The Kentucky Supreme Court recently held that a debt collection agency seeking prejudgment statutory interest on a “charged off” credit card account was in violation of the Federal Fair Debt Collection Practices Act (FDCPA). Unifund CCR Partners v. Harrell, 2017 Ky. LEXIS 86 (16 Feb 2017).
In Harrell, a consumer defaulted on her promise to repay credit card debt. As a result, the credit card company “charged off” the account, stopped sending monthly account statements to the consumer, and stopped adding interest to the consumer’s balance, pursuant to 12 C.F.R. 226.5(b)(2)(i). Harrell at *1-2. The credit card company sold and assigned the consumer’s debt to a collection agency, Unifund, who then filed a collection action against the consumer in district court.
In addition to seeking the outstanding balance on the consumer’s account, Unifund sought statutory prejudgment interest of 8% per annum on the charged off balance from the date of the “charge off” to the time Unifund acquired the consumer’s debt, pursuant to Kentucky Revised Statute (KRS) 360.010(1). The consumer filed a counterclaim, alleging that Unifund’s request for statutory prejudgment interest was in violation of the FDCPA, and that Unifund could not lawfully claim interest for the time period between the “charge off” date and the date Unifund acquired the debt. Harrell at *2-3.
The Kentucky Supreme Court held that Unifund could not claim statutory or contractual interest from the time period between the “charge off” and the time Unifund acquired the debt, and found Unifund’s claim in violation of the FDCPA. The court first found that the credit card company extinguished its right to statutory prejudgment interest when it contracted with the consumer to an interest rate in excess of the 8% rate outlined in KRS 360.010(1).
In reaching its conclusion, the Kentucky Supreme Court noted that the “shall be bound” language of KRS 360.010(1) “extinguishes the right to a statutory interest rate once the parties contract to a rate in excess of the statutory rate.” Harrell at *9. The court found the language of the statute plainly provides a default statutory interest rate in the absence of a contractual rate between the parties. However, the statutory interest rate of 8% is waived once parties agree to contract a higher interest rate.

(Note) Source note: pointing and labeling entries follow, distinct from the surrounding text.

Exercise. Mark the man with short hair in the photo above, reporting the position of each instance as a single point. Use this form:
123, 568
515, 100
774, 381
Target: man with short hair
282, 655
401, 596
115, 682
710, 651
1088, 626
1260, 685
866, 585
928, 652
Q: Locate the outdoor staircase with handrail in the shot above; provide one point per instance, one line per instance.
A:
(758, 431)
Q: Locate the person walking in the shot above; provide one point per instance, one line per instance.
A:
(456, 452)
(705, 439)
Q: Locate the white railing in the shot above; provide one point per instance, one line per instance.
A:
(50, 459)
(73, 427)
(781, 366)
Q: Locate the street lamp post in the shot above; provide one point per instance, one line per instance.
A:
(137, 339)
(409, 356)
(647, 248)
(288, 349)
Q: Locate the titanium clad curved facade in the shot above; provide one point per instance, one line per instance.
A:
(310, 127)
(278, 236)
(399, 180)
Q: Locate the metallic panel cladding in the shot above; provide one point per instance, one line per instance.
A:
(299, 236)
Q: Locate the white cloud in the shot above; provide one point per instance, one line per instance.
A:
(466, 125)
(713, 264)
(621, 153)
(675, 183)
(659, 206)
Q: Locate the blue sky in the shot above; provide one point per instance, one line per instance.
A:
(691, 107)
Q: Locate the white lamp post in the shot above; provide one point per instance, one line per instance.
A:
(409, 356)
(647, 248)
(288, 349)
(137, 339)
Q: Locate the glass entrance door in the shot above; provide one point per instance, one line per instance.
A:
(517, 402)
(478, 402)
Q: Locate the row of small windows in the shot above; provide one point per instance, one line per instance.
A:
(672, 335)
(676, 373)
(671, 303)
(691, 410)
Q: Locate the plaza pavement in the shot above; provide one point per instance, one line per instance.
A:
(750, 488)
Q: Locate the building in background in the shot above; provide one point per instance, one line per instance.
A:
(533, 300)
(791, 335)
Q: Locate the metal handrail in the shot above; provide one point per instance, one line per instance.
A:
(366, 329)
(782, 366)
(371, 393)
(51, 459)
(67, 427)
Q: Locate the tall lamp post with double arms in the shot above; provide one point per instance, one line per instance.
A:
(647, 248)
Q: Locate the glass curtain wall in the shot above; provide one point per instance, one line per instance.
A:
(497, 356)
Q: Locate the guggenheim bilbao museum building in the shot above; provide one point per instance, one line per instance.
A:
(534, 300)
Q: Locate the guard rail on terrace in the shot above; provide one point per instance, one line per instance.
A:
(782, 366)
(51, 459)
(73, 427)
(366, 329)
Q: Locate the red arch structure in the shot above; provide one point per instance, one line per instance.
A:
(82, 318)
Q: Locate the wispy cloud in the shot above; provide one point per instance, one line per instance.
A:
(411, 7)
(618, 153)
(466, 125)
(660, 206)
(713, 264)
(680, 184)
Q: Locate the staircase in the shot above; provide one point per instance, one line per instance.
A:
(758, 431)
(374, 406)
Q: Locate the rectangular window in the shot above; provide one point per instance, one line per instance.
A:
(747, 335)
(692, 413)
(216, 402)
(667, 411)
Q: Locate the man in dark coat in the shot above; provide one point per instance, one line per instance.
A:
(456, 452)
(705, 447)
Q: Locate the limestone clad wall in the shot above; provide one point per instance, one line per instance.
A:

The court further found that the credit card company had waived its right to contractual interest once the company had “charged off” the consumer’s account. 12 C.F.R. 226.5(b)(2)(i) requires creditors to send monthly statements to consumers if they are charging interest on an open account. As the credit card company had “charged off” the account and ceased sending statements, they were prohibited from further accruing interest on the account.
Applying the well-settled notion that “an assignee . . . acquires no greater right than was possessed by his assignor . . . .” the court found that Unifund, as the assignee of the debt, had no legal right to collect either contractual or statutory interest on the consumer’s account. Harrell at *7, citing Whayne Supply Co. v. Morgan Constr. Co., 440 S.W.2d 779, 782 (Ky. 1969). Thus, the credit card company had neither a statutory nor a contractual right to collect interest at the time it sold and assigned the consumer’s debt to Unifund. Harrell at *7. Therefore, Unifund could not legally seek the 8% per annum interest. Seeking this amount in its complaint against Harrell resulted in a violation of 15 USC § 1692f(1) by seeking an amount not authorized by contract or law.
The Kentucky Supreme Court reached its decision in light of a recent Sixth Circuit case that came to a concurring legal conclusion. In Stratton v. Portfolio Recovery Associates, LLC, 770 F.3d 443 (6th Cir. 2014), the Sixth Circuit found that an assignee of a credit card debt was precluded from collecting statutory interest on the debt since the assignor of the debt expressly waived its right to collect contractual interest, and the assignee had no greater right to collect interest than the assignor.
While the Kentucky Supreme Court is not bound by the rulings of the Sixth Circuit, the court in Harrell nonetheless applied the Stratton rationale to the facts in Harrell and found that since the assignor credit card company had waived its right to charge interest once the company “charged off” the consumer’s credit card account, assignee Unifund was similarly precluded from claiming interest on that same account.
In light of Harrell, under Kentucky law, an assignee debt collector has no right to statutory prejudgment interest if the assignor credit card company has waived the right to collect contractual interest by “charging off” the credit card account and ceasing the delivery of statements. Thus, a debt collector who seeks statutory or contractual prejudgment interest on a “charged off” credit card account in Kentucky may be found in violation of the FDCPA.
This is an increasingly litigated area of law and it is therefore vital that plaintiffs carefully review their procedures to ensure that they are not seeking amounts that result in a violation of 15 USC § 1692f(1).